Depuis 20 ans, le salaire horaire des femmes rattrape progressivement celui des hommes au Québec. En 2003, les femmes gagnaient 84,6 % du salaire horaire des hommes, proportion qui est passée à 87,9 % en 2013, puis à 91,2 % en 2023.

L’utilisation du salaire horaire moyen permet d’éliminer l’effet du temps partiel sur les comparaisons, essentiellement.

Ailleurs, l’écart demeure bien plus grand. Les Ontariennes sont à 87,2 % en 2023 et les Albertaines, à seulement 81 %. Un graphique vaut mille mots.

Outre la probable discrimination salariale, l’écart entre le salaire des hommes et des femmes pourrait s’expliquer par le type d’emploi occupé et le secteur.

Entre autres, les femmes sont moins nombreuses (43,6 % du total) que les hommes dans le secteur des services professionnels, scientifiques et techniques, où les salaires dépassent 40 $ l’heure, en moyenne. C’est dans ce secteur que l’on trouve les informaticiens et les ingénieurs, entre autres.

Même chose dans l’imposante industrie de la construction (les femmes y sont 13 % du total). Les salaires y sont bons (35,85 $ de l’heure), les syndicats québécois les ayant fait grimper à un niveau aussi élevé qu’en Ontario, ce qui est exceptionnel, puisque les salaires sont généralement plus bas au Québec.

Paradoxalement, c’est dans le secteur des services professionnels scientifiques et techniques que l’écart salarial entre les femmes et les hommes est le plus grand. Au Québec et en Ontario, les femmes y ont gagné 78 % du salaire des hommes en 2023.

Impossible de dire, à ce niveau d’analyse, si l’écart s’explique par le type plus spécifique d’emploi occupé.

En terminant, un mot sur l’impact de la pandémie sur le travail des femmes. Plus présentes dans les services (54 % du total), les femmes ont effectivement été plus nombreuses à perdre leur emploi en 2020 dans toutes les grandes provinces. Au Québec, la diminution s’est chiffrée à 6,2 % en 2020, contre 4,6 % chez les hommes.
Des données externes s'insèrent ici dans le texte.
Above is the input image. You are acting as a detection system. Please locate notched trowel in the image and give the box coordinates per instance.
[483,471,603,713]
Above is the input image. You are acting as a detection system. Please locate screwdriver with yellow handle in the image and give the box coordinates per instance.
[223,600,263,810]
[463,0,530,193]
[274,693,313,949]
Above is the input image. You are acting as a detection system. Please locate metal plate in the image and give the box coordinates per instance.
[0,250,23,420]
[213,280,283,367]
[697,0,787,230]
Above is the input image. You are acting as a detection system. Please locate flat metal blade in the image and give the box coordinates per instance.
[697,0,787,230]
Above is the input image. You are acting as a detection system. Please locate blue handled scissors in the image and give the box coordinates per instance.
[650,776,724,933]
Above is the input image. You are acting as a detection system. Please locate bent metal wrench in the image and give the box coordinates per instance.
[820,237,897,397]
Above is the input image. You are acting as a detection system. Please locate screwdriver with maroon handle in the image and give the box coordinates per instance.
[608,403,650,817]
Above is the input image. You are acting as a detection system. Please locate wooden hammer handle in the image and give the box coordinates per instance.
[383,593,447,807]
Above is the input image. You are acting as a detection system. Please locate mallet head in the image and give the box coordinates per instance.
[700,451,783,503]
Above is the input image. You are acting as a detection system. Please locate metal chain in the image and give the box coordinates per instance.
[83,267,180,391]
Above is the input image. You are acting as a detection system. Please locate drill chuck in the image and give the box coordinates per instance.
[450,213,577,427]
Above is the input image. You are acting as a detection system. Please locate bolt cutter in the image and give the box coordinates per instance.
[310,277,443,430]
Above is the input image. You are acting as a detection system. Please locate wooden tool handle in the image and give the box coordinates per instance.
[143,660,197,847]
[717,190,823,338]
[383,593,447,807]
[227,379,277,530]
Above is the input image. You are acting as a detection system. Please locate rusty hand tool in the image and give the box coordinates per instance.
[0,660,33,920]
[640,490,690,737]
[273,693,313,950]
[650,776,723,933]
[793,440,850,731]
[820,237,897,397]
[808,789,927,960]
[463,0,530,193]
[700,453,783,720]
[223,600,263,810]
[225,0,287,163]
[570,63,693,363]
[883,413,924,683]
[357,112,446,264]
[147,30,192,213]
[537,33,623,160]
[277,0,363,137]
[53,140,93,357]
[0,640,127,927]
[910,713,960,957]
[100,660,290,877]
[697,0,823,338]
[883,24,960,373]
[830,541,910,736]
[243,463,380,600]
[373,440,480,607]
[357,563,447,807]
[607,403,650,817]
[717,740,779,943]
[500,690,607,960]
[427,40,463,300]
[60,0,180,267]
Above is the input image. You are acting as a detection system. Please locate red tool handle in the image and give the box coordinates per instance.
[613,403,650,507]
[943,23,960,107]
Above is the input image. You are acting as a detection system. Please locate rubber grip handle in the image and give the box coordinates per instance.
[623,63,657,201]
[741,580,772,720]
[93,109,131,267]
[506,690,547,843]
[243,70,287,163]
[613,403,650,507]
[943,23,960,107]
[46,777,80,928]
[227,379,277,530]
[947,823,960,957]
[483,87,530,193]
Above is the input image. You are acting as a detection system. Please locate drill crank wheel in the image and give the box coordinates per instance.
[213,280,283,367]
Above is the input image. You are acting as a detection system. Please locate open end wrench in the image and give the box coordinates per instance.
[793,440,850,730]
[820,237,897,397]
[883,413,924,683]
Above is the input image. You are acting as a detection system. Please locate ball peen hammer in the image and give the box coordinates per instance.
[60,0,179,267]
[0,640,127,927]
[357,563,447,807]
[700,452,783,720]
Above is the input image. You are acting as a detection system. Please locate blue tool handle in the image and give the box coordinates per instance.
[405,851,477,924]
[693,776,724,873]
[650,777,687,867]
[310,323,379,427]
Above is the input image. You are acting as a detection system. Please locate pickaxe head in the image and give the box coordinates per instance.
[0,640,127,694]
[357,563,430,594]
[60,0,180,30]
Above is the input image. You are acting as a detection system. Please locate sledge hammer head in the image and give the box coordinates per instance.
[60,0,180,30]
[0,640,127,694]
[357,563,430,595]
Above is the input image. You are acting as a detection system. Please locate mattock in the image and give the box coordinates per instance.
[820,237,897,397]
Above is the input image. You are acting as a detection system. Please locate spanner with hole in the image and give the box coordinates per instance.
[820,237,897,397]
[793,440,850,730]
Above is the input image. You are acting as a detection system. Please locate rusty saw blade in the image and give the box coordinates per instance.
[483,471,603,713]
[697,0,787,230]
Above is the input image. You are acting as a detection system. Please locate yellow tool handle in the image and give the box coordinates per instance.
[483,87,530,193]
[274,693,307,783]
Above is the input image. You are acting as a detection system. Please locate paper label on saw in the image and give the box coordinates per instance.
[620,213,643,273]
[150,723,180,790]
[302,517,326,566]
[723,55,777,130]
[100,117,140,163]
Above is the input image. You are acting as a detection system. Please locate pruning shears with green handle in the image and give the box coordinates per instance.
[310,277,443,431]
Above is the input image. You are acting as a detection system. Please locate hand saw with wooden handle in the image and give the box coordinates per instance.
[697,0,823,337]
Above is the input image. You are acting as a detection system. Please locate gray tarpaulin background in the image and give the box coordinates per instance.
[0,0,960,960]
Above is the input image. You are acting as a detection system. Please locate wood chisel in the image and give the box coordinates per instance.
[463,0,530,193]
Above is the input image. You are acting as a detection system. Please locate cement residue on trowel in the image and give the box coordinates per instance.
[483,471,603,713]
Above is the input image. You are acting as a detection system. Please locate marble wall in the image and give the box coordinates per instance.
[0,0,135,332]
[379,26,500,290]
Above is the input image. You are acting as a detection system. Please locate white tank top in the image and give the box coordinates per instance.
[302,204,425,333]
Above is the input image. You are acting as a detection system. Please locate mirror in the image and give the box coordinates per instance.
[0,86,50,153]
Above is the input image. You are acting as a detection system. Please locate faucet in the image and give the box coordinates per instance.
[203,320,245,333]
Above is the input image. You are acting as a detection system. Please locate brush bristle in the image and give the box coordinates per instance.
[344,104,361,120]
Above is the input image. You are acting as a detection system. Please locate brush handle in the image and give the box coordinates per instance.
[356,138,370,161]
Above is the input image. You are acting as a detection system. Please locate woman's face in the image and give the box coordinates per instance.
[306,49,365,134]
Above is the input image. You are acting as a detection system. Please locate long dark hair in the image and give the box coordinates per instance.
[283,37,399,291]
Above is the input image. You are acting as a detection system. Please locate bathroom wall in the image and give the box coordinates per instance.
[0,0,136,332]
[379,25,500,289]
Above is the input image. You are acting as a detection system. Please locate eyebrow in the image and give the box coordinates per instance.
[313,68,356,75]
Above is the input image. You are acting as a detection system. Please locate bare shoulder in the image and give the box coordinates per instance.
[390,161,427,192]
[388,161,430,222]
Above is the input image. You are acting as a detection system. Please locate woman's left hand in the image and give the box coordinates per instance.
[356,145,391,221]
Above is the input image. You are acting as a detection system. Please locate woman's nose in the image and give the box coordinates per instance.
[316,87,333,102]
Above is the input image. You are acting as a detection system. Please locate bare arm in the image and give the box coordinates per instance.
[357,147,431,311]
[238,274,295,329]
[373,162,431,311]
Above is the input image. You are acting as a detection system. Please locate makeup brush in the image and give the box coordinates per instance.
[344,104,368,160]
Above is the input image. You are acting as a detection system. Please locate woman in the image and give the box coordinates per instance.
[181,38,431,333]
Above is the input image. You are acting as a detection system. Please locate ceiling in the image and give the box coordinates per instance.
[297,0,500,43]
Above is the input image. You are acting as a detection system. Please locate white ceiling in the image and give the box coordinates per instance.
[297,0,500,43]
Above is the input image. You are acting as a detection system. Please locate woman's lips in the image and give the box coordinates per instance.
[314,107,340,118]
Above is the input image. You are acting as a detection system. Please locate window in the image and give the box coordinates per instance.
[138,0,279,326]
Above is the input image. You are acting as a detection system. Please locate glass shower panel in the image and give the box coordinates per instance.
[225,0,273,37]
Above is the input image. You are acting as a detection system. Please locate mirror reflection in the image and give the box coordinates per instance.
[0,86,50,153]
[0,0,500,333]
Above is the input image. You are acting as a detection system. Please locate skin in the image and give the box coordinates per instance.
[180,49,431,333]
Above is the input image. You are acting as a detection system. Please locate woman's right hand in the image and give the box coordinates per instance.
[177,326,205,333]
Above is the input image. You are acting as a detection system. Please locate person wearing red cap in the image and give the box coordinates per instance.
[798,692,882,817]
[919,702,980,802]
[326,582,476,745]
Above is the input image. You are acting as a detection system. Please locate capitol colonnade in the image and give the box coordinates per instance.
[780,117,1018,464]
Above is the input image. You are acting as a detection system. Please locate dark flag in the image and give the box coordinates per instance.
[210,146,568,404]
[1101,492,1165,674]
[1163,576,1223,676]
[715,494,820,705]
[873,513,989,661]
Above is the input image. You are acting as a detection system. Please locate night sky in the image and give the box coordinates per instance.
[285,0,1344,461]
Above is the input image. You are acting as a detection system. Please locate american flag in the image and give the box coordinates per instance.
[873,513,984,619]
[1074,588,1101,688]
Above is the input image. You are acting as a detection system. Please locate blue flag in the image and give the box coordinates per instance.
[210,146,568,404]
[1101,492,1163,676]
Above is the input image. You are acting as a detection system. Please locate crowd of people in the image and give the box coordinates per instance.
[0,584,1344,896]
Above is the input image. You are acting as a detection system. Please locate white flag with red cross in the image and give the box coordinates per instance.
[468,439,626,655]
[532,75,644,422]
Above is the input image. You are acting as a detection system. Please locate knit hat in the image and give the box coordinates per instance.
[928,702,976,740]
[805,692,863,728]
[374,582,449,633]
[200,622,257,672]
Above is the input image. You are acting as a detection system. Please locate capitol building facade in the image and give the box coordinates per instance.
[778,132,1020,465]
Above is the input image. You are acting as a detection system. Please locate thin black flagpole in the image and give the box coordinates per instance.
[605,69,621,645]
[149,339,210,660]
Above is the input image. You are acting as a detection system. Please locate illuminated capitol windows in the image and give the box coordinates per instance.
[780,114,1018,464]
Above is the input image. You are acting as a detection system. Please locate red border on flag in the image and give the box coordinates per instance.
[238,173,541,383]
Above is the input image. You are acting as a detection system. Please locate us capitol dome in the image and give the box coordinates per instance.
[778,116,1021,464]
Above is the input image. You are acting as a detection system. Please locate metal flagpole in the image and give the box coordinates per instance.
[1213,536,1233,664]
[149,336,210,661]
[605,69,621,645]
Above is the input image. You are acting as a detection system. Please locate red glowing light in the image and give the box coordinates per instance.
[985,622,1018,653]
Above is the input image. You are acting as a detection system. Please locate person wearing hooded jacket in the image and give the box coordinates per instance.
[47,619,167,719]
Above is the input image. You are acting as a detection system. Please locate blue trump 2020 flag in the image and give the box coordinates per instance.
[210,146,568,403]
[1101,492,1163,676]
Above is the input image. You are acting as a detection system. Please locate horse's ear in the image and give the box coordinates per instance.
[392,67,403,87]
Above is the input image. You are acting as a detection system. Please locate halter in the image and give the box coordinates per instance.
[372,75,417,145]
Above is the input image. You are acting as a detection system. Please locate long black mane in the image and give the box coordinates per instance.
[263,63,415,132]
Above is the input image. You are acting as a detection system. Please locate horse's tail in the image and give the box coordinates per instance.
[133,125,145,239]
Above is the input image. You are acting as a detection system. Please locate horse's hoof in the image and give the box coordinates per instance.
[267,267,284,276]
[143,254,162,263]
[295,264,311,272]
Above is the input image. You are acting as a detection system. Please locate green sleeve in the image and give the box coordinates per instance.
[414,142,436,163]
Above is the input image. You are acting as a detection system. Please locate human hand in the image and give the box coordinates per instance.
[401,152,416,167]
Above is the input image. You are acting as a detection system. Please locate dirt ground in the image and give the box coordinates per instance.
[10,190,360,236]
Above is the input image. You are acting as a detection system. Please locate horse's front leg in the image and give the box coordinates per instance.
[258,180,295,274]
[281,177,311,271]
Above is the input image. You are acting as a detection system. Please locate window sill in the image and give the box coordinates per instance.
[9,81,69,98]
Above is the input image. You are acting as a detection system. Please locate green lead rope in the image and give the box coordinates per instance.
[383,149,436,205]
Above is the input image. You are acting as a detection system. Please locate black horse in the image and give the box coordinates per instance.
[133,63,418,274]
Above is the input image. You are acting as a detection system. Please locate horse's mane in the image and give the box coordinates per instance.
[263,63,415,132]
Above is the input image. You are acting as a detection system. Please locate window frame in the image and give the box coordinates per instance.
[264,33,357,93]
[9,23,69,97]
En revanche, au cours des trois années subséquentes, la création d’emplois a été plus grande chez les femmes, si bien que l’effet cumulatif des quatre années depuis le début de 2020 est pratiquement le même chez les deux sexes, avec une création nette d’emplois de 4,1 % chez les hommes au Québec, contre 4 % chez les femmes.

Voilà pour l’emploi, chers lecteurs !

1. Il faudrait voir si ce fort taux d’emploi croissant chez les jeunes a un impact sur le décrochage scolaire au Québec.